Die Mordkommission ermittelt nach einer erschütternden Straftat in Hohenfelde, einem Ortsteil von Schwedt. Dort hatten am Sonnabend gegen 22.30 Uhr drei Personen an der Tür eines Wohnhauses geklingelt. Als der 43-jährige Hauseigentümer öffnete, schlug ihm ein maskierter Täter mit einem harten Gegenstand so sehr, dass die später herbeigeeilten Polizisten ihn ins Krankenhaus einliefern ließen.
„Wir haben den Anfangsverdacht auf ein versuchtes Tötungsdelikt“, bestätigt Oberstaatsanwalt Dr. Andreas Pelzer, der die Ermittlungen in dem Fall von Seiten der Justiz leitet. Aufgrund der Schwere der Verletzungen, die das Opfer davontrug, ist mindestens von gefährlicher Körperverletzung auszugehen. Ob am Ende für eine Anklage auch versuchter Totschlag oder gar versuchter Mord in Betracht zu ziehen ist, müssen noch die Ermittlungen der Polizei ergeben, die auf Hochtouren laufen.

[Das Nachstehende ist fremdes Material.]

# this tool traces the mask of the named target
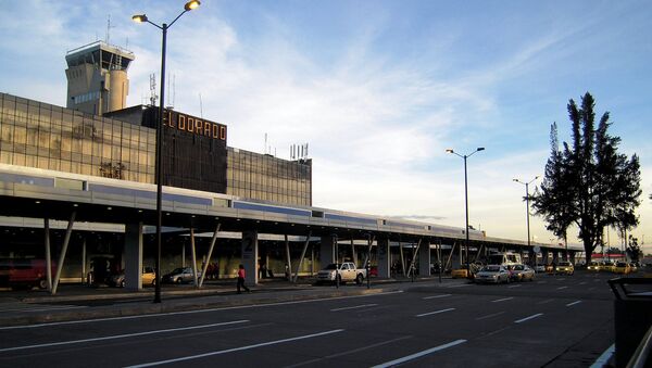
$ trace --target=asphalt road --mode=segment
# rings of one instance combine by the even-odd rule
[[[2,367],[581,367],[613,344],[604,274],[0,328]]]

Täter flüchteten zunächst unerkannt

Zum Glück hatten Zeugen die unheimliche Szene in Hohenfelde beobachtet. Als das Trio dies bemerkte, flüchtete es. Die drei Männer entkamen zunächst unerkannt. Doch im Anschluss hatten sie weniger Glück. Nach ihrer brutalen Tat war für sie der Abend offenbar noch nicht beendet. Während die Polizei noch nach den Männern fahndete, kam eine Info vom Sicherheitsdienst eines Einkaufscenters.
Dort waren drei Personen in einen Tabakladen eingedrungen. Sie hatten die Glastür zum Geschäftsraum zerstört und dann im Inneren des Ladens die Einrichtung verwüstet. Den alarmierten Polizisten gelang es, das Trio noch in unmittelbarer Nähe zum Objekt zu stellen. Bei ihnen handelte es sich um Jugendliche im Alter von 15 und 17 Jahren.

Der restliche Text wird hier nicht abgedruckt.